ブタ感染調査(本号11ページ):ブタは他の脊椎動物と比べ長く(4~5日)高いウイルス血症を示すため, JEVの増幅動物として機能する。一般にブタは6~10か月齢で食肉用として出荷されるため, JEVに感受性のあるブタが毎年存在することになる。そしてヒトは, JEV感染ブタの血液を吸血した蚊に吸血され感染する。このため, 夏季にと畜場に集められる生後5~8か月齢のブタのJEVに対するHI抗体陽性率を調査し, JEV感染リスクの評価に利用している(図6)。2016年10月末までに調査された33都道県中26道県で抗体陽性のブタが確認され, 17県でHI抗体保有率が50%以上となった。ブタのHI抗体保有率の高い地域から患者が報告される傾向があり, ブタの感染調査がJEV感染対策に有用であることが示唆される(図3, 図6)(https://www.niid.go.jp/niid/ja/yosoku-index.html)。なお, 2016年に4例の日本脳炎患者報告があった長崎県対馬市には, 島内に養豚場が存在せず, イノシシなどが増幅動物であった可能性がある(本号57ページ)。

JEV分離・検出:JEVにはI~V型までの5つの遺伝子型があり, 日本での分離は1980年代までは遺伝子型III型のみであった。しかし, 1980年代後半よりI型が検出されるようになり, 1990年以降現在までI型が主となっている(本号4&12ページ)。ヒトはウイルス血症の期間が短く, 一過性に上昇し速やかに消失するため, 患者からのJEV分離や遺伝子検出は困難である(本号8ページ)。よって, 今後も患者からのJEV遺伝子検出の試みを継続するとともに, 蚊およびブタからのウイルス分離や遺伝子検出を行い, JEVの動向を監視することが重要である。

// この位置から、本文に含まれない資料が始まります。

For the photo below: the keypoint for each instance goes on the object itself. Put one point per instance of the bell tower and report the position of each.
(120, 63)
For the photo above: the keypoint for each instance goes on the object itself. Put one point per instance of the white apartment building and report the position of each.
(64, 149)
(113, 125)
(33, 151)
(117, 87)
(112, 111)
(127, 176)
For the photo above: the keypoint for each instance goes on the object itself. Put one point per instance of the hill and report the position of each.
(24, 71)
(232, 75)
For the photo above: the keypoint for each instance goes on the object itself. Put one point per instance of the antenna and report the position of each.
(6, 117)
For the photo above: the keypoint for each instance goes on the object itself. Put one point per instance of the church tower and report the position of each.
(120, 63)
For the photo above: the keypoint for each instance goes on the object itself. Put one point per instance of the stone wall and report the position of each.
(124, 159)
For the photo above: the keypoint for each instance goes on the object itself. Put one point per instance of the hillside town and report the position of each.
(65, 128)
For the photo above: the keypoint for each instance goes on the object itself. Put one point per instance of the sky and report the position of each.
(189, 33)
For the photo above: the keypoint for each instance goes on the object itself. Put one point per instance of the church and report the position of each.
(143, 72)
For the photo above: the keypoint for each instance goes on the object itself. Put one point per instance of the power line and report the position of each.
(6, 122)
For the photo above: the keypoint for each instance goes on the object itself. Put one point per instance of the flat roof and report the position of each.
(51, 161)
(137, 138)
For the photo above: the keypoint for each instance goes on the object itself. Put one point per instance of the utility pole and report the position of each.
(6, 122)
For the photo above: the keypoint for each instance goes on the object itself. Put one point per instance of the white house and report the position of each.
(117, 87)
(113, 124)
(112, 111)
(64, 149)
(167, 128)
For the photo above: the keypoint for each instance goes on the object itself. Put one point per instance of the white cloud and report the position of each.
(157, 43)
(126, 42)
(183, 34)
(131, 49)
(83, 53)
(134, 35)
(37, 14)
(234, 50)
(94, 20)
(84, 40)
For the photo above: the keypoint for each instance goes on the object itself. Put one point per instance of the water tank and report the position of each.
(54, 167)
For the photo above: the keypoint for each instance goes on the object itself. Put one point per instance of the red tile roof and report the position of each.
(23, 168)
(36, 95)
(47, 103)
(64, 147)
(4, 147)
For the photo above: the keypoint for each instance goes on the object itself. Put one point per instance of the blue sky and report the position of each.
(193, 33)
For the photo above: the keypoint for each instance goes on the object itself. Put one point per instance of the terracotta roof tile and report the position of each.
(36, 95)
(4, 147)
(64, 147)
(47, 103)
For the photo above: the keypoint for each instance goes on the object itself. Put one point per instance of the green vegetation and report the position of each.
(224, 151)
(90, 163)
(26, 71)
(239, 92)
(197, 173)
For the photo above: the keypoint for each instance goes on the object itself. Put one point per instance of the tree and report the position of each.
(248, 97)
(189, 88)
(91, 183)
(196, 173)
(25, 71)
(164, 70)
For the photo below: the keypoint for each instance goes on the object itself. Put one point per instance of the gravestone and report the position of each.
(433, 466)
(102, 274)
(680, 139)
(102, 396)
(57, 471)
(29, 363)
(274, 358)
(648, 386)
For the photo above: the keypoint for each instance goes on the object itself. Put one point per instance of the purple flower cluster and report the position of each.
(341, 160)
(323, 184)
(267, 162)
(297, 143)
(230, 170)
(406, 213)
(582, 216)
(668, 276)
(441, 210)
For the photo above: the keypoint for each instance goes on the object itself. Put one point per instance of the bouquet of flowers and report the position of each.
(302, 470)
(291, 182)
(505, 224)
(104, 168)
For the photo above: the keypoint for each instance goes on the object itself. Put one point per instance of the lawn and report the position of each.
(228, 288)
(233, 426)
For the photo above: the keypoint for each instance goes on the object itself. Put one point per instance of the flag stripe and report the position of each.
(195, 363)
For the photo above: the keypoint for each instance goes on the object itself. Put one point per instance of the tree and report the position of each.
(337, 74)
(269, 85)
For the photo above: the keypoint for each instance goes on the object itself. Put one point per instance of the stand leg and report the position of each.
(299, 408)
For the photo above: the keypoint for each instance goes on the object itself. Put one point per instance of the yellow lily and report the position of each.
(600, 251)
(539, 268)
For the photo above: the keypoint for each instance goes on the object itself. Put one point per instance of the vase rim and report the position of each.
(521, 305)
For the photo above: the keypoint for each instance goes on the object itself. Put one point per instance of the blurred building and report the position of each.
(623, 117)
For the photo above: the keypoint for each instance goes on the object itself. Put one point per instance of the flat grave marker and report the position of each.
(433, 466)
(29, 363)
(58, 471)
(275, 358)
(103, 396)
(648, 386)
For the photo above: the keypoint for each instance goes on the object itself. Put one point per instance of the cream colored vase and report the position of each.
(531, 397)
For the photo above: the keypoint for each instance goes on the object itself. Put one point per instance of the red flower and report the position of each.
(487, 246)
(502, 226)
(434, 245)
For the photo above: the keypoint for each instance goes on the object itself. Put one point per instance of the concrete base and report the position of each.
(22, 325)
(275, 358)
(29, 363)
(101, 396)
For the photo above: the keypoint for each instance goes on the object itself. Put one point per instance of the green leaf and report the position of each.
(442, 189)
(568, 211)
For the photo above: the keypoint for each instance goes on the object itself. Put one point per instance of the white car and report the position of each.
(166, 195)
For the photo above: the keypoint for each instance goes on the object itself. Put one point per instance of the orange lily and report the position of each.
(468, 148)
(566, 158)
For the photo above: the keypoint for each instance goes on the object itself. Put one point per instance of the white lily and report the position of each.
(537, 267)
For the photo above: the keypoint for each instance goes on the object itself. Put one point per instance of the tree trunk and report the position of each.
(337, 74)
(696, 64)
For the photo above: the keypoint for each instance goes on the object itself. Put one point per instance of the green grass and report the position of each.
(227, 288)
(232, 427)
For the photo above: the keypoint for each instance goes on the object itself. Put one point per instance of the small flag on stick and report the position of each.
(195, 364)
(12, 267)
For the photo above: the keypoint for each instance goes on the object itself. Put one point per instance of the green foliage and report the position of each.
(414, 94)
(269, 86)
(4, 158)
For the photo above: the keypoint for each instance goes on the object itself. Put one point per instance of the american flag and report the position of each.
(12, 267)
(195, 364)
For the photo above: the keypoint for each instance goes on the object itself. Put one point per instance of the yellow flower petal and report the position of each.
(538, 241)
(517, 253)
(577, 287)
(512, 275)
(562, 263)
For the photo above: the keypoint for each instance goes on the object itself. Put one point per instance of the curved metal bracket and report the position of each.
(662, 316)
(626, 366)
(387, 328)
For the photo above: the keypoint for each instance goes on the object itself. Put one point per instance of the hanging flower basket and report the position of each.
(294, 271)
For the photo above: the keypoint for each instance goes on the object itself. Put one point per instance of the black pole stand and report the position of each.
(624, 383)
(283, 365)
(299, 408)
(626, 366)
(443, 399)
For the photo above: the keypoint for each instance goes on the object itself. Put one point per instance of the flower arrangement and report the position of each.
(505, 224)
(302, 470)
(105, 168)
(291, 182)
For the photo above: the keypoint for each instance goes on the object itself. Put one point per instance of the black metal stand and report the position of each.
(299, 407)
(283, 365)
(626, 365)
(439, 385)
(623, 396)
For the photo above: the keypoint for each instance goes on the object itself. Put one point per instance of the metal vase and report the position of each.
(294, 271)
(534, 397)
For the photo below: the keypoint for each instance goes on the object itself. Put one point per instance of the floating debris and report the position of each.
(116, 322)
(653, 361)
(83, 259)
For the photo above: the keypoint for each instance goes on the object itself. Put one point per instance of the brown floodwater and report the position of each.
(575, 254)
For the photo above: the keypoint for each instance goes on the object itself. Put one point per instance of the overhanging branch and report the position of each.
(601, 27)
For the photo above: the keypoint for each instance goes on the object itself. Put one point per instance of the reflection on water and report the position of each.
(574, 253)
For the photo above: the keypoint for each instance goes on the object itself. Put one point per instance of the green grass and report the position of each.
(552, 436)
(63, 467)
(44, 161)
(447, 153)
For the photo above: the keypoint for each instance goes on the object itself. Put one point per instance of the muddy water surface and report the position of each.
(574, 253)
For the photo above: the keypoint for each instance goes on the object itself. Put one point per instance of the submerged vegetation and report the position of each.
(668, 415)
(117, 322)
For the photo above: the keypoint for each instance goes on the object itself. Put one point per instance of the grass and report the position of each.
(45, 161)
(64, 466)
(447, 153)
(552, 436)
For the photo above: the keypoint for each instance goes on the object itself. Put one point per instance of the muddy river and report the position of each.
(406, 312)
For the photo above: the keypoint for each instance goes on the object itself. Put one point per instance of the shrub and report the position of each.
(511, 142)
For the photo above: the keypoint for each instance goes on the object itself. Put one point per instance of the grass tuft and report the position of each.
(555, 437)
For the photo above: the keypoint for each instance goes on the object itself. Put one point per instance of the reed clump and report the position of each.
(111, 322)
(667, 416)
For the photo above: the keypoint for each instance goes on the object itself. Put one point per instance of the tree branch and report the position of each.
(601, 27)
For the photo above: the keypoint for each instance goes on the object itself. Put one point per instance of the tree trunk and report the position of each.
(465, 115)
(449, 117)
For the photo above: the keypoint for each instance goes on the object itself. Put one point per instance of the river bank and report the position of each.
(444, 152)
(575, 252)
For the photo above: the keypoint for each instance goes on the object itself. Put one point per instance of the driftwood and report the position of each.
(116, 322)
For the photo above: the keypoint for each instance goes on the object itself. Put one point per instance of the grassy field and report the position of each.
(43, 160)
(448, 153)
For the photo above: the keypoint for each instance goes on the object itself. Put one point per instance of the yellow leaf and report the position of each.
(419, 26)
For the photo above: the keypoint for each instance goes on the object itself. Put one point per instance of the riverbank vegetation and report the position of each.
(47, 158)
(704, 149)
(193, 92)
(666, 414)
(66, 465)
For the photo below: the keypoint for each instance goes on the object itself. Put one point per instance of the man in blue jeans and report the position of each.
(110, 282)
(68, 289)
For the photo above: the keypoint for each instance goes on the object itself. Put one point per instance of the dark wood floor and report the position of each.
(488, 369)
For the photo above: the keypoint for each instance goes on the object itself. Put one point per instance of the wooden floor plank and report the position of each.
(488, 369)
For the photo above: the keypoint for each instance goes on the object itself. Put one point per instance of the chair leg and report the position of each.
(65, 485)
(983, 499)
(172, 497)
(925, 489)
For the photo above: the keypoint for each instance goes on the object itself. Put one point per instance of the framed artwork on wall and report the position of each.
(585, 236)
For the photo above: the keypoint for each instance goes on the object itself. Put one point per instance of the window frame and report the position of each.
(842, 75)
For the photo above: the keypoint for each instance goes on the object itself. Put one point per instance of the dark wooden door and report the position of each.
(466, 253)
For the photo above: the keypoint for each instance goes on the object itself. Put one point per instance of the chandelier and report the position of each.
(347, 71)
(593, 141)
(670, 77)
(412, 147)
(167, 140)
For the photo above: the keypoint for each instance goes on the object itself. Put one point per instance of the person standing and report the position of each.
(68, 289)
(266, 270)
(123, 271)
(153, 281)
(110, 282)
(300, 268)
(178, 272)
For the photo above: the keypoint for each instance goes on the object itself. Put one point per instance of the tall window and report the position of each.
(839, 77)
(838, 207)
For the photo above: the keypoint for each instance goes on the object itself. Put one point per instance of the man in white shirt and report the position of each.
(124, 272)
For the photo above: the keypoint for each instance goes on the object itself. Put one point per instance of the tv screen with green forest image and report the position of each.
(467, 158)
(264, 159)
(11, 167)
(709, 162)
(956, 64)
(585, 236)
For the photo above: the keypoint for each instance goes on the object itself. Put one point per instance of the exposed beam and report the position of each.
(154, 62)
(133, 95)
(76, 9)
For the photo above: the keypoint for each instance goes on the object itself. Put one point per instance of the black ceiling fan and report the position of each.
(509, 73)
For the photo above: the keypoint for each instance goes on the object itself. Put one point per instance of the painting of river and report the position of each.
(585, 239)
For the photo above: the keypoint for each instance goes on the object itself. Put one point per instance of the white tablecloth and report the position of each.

おわりに:わが国では1990年代以降, 日本脳炎患者の報告数は毎年10例程度と少ない。近年, 患者の大半は抗体保有率の低い60歳以上の高齢者である(図4)。なお, ワクチン接種等の対策をとっていない国では, 5歳以下小児の患者発生が最も多く, 患者の約75%は14歳以下の小児である(本号1618ページ)。わが国でも10歳以下の患者も報告されており, ワクチン接種は, 日本脳炎の重要な感染・発症予防手段である。

また, 日本脳炎は特異的な所見・症状に乏しく, かつ報告数が少ないため, 一般的に臨床診断は困難である。従って, 夏季に原因不明の脳炎・脳症が発生した場合には, 日本脳炎を鑑別診断の項目に加え積極的に検査することが重要であり, 日本脳炎発生状況を正確に把握することにも繋がる。